What I am making for Thanksgiving

Roasted Brined Turkey and Pan Gravy - Cook's Illustrated
Pioneer Woman Style Dinner Rolls - see below
Mashed Potatoes
Green Bean Casserole - with canned green beans and mushroom soup, because that's how it is supposed to be made
Home Made Cranberry Sauce
Dill Pickles - made last summer
Sweet Potatoes with Ginger Syrup
Pecan Pie - from Grand Traverse Pie Company (school fundraiser)

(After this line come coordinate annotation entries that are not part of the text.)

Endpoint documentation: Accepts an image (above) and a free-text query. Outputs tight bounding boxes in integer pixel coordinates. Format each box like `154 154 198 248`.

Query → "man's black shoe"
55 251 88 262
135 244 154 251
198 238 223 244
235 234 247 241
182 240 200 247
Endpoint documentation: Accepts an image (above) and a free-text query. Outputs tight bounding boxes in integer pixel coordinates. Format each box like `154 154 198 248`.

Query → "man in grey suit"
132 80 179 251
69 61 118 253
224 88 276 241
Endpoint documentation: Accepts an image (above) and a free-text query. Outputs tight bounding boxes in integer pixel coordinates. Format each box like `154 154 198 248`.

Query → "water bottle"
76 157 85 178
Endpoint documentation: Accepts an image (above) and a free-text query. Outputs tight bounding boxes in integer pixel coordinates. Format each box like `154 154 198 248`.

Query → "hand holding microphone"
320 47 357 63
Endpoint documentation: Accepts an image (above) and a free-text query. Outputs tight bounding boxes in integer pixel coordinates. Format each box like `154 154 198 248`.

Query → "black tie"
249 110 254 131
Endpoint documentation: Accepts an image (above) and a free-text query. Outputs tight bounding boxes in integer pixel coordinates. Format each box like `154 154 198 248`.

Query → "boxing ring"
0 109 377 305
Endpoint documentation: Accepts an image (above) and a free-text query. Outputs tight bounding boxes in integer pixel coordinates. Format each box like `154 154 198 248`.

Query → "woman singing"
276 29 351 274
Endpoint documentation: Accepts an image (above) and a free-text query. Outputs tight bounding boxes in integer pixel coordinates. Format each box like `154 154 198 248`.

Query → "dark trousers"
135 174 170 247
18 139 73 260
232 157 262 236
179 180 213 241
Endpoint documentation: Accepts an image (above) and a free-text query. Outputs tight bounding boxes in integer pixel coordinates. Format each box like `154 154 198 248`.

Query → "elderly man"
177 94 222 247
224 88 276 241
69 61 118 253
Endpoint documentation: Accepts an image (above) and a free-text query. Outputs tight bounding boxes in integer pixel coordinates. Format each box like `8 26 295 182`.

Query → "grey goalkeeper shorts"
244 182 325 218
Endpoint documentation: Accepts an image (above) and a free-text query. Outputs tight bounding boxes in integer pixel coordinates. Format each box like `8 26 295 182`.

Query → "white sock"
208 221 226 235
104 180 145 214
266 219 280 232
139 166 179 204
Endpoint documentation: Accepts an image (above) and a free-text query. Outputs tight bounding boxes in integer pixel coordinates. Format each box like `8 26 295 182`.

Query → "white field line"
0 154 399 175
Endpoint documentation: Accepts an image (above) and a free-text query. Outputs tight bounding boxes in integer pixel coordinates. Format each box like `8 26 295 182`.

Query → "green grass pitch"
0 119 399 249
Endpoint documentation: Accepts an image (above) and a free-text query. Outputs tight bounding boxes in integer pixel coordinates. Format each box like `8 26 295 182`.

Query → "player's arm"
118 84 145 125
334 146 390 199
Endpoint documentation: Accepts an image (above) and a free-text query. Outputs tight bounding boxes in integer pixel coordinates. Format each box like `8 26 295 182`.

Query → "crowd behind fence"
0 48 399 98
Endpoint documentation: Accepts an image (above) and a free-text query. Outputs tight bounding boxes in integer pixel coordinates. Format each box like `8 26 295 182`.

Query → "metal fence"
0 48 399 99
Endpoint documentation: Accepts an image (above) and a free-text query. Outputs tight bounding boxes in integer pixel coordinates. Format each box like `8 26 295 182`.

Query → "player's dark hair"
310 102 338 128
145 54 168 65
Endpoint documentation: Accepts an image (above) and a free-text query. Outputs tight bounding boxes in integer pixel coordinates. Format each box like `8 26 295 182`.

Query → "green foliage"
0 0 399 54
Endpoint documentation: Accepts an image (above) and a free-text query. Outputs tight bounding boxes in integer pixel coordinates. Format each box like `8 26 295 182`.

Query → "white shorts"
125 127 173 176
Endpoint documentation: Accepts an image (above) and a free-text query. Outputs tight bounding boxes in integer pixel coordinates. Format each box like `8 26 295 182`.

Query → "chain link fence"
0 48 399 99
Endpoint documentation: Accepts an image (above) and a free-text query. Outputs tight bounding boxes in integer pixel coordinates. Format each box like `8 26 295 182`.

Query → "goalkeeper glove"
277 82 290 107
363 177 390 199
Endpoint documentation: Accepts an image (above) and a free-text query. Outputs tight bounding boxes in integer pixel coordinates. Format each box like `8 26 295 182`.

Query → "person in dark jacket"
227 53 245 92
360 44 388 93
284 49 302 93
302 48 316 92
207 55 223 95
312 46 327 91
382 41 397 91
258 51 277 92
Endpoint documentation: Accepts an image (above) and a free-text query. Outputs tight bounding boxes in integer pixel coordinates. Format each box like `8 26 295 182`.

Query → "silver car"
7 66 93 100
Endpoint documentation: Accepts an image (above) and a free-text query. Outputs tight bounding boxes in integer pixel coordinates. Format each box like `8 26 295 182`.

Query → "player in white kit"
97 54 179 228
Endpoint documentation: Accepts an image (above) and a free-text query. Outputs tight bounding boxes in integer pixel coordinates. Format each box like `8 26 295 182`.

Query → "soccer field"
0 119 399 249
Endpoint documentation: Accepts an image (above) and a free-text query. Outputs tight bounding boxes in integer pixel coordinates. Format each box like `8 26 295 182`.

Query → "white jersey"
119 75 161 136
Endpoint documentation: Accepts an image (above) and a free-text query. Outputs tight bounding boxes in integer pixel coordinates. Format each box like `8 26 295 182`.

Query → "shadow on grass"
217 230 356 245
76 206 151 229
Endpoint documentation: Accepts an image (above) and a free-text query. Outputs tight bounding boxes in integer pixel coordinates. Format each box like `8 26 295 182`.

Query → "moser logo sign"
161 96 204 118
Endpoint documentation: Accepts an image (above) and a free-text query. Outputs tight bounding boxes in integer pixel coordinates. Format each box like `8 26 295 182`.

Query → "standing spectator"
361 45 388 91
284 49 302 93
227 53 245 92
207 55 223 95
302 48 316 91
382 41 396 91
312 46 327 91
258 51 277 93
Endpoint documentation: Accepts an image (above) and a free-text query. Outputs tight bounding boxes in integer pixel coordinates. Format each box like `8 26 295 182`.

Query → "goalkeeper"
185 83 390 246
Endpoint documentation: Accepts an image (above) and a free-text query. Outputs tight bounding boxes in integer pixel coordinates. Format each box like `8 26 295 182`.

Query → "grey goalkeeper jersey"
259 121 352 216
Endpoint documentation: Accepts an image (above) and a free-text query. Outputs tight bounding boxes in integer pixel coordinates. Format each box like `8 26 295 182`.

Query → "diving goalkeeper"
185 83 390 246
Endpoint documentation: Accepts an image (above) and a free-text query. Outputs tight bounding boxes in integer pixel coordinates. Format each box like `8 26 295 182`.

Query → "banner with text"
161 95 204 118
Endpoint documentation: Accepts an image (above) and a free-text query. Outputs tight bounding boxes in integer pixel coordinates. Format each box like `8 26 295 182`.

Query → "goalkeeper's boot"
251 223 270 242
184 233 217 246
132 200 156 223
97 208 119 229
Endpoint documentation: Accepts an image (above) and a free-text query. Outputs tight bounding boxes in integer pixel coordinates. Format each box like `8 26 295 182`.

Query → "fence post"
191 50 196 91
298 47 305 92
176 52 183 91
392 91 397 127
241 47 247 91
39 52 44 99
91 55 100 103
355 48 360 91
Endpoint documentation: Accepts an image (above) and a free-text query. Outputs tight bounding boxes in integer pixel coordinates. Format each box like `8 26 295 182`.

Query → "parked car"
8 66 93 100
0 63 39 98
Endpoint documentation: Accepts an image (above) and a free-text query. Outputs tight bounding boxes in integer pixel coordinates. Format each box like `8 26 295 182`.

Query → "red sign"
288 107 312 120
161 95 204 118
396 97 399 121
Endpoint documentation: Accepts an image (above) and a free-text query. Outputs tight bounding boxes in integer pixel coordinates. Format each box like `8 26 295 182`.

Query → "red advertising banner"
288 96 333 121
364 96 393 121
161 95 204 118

I quit reading the Pioneer Woman Cooks blog because I just want recipes, not all sorts of photos.   It's a nice blog, though, and it got the Pioneer Woman a book deal, and if you want to see all her pretty pictures, click through to the blog.   So I can remember what I am doing tomorrow,  here is the recipe that I discerned from her post, simplfied and changed to make it more user friendly (at least to me) and reduced in size to a "normal" amount of rolls.  It's a lot like the camping bread dough recipe I use in that for the first rise, you could make it ahead and put it in the fridge for days until you use it.   I have never seen a recipe that used both baking soda and baking powder before, let alone with yeast, so I did a little research.  Cook's Thesaurus says that recipes that call for both baking powder and baking soda are probably using the baking soda to offset extra acidity in the batter (from ingredients like buttermilk or molasses) and to weaken the proteins in the flour.   Since I don't have acidic ingredients, I got to wondering how acidic actual bread dough was after the first rise, and I found out that the amount of sugar at the start affects the the final pH of the bread dough.  This dough does have sugar in it.  However, the yeast doesn't really care about what the pH is.  (I found all of this out in this paper.)  So maybe the baking soda or baking powder is just there to weaken the proteins in the flour.   Further research indicates this recipe is an old Betty Crocker recipe.   Anyway, I'm going to give it a shot.


Dinner Rolls
2 c. milk
1/2 c. sugar
1/2  c. vegetable oil
4.5 c. flour
2 t. dry yeast (or one envelope)
1/2 t. baking soda
1/2 t. baking powder
1 t. salt

Scald milk, sugar and oil and cool to lukewarm in a dutch oven.  Add 4 c. flour and yeast, stir.  Put lid on dutch oven and let rise for 1 hour.   Add 1/c  cup flour, baking soda, powder and salt.  Stir to combine.  Butter a muffin pan and form dough into 1 inch balls and put 3 in each to make cloverleaf rolls. Allow to rise again 1 - 2 hours.  Bake in a 400 F oven 17-20 minutes, or until golden.